Poco o nada de lo que Brunetti había tenido ocasión de observar durante su propio y gris servicio militar y los años transcurridos desde entonces le daba motivos para pensar que Paola estuviera equivocada. Él no recordaba haber visto pruebas fehacientes de que la clase militar, italiana o extranjera, fuera muy diferente de la Mafia: mandada por hombres y hostil a las mujeres; incapaz de actuar con honor, o siquiera con simple honradez, con las personas ajenas a sus propias filas; ávida de poder; despectiva con la sociedad civil; violenta y cobarde a la vez. Realmente, en poco se diferenciaba una organización de la otra, a no ser porque unos vestían uniformes fácilmente reconocibles y los otros se inclinaban por Armani y Brioni.

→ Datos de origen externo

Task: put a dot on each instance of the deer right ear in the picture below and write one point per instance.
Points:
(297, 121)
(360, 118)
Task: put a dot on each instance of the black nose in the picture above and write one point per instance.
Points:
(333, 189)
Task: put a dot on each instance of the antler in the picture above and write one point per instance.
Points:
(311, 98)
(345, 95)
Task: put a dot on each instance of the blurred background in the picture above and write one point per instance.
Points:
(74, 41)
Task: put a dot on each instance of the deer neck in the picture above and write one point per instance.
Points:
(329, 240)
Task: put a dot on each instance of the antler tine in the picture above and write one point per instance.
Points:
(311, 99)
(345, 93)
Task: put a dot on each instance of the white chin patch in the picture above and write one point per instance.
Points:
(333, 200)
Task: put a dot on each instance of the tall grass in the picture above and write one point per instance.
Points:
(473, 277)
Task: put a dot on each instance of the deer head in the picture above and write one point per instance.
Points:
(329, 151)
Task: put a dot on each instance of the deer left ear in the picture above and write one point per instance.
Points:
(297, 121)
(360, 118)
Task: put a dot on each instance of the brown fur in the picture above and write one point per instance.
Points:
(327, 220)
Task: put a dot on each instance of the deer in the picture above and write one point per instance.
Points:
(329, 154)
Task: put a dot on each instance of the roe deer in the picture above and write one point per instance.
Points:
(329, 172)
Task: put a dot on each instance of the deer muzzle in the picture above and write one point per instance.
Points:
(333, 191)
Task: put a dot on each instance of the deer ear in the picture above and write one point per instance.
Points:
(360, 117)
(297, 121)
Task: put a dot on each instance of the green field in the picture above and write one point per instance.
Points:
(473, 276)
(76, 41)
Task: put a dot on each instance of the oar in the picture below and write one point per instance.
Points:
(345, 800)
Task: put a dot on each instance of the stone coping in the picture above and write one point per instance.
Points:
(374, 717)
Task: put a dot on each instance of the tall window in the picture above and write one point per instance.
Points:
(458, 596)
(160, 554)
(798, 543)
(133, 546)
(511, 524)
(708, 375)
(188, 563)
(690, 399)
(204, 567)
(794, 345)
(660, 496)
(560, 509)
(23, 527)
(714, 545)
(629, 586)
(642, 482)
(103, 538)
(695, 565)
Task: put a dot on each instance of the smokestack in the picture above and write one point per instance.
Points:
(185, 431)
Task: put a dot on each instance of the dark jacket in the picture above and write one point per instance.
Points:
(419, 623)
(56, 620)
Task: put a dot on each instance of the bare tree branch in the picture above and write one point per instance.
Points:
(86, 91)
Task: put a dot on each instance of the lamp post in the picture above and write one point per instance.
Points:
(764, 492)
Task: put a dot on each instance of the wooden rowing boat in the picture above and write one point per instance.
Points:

Brunetti conocía la versión popular de la historia de la academia, según la cual ésta había sido fundada en 1852 por Alessandro Loredan, uno de los primeros seguidores que Garibaldi tuvo en el Véneto y, en el momento de la Independencia, uno de sus generales, e instalada en un gran edificio de la isla de la Giudecca. Lo-redan, que murió sin hijos ni herederos varones, dejó en fideicomiso el edificio, además del palazzo de la familia y su fortuna personal, con la condición de que las rentas se destinaran a mantener la Academia Militar a la que había dado el nombre del santo patrón de su padre.

Si bien los oligarcas de Venecia quizá no fueran firmes partidarios del Risorgimento, no podían sentir sino entusiasmo por una institución que garantizaba que la fortuna Loredan se quedaría en la ciudad. A las pocas horas de la muerte de Loredan, ya se conocía la cuantía del legado y, a los pocos días, los fideicomisarios nombrados en el testamento habían elegido para administrar la academia a un oficial retirado que, casualmente, era cuñado de uno de ellos. Y así había llegado hasta hoy: una escuela regida por normas estrictamente militares, en la que los hijos de oficiales y caballeros de buena posición podían adquirir la preparación y el talante necesarios para convertirse, a su vez, en oficiales.

Las reflexiones de Brunetti se interrumpieron cuando, pasada la iglesia de Sant'Eufemia, la embarcación entró en un canal y se detuvo en un imbarcadero. Pucetti tomó el cabo, saltó a tierra y lo ató a un anillo de hierro de la acera. Extendió una mano a Brunetti y le ayudó a mantener la estabilidad al desembarcar.

– Es por ahí, ¿verdad? -preguntó Brunetti señalando hacia la parte posterior de la isla y la laguna que se adivinaba a lo lejos.

– No lo sé, señor -confesó Pucetti-. He de admitir que aquí sólo vengo en el barco de Redentore. No tengo ni idea de dónde está.

Normalmente, a Brunetti no le hubiera sorprendido semejante confesión de provincianismo en cualquiera de sus conciudadanos, pero Pucetti parecía una persona inteligente y sin prejuicios.

Como si advirtiera la decepción de su superior, Pucetti agregó:

– Siempre me ha parecido un país extranjero, comisario. Debe de ser por mi madre, que habla de este lugar como si no formara parte de Venecia. Estoy seguro de que, si le dieran la llave de una casa de la Giudecca, ella la devolvería.

Brunetti creyó preferible callarse que su propia madre solía expresar el mismo sentimiento y que él lo compartía sin reservas, y sólo dijo:

– Debe de estar en este canal, cerca de la salida. -Y echó a andar en aquella dirección.

Incluso a esta distancia, el comisario vio que el gran portone que daba acceso al patio de la academia estaba abierto: cualquiera podía entrar o salir. Dijo a Pucetti: -Averigüe a qué hora se abrieron las puertas esta mañana y si hay registro de entradas y salidas. -Antes de que Pucetti preguntara, agregó-: Sí, y las de anoche también, aunque todavía no sepamos cuánto hace que ha muerto. Y quién tiene llaves de la puerta y a qué hora se cierra. -Pucetti no necesitaba que le dijeran qué debía preguntar, lo cual era un alivio en un cuerpo en el que la iniciativa del agente medio era equiparable a la de Alvise.

Vianello ya estaba al lado del partone. Saludó la llegada de su superior alzando ligeramente la barbilla y miró a Pucetti moviendo la cabeza de arriba abajo. Brunetti, con intención de aprovechar cualquier ventaja que pudiera darle el presentarse vestido de paisano y sin hacerse anunciar, dijo a Pucetti que volviera a la lancha y no se reuniera con ellos hasta diez minutos después.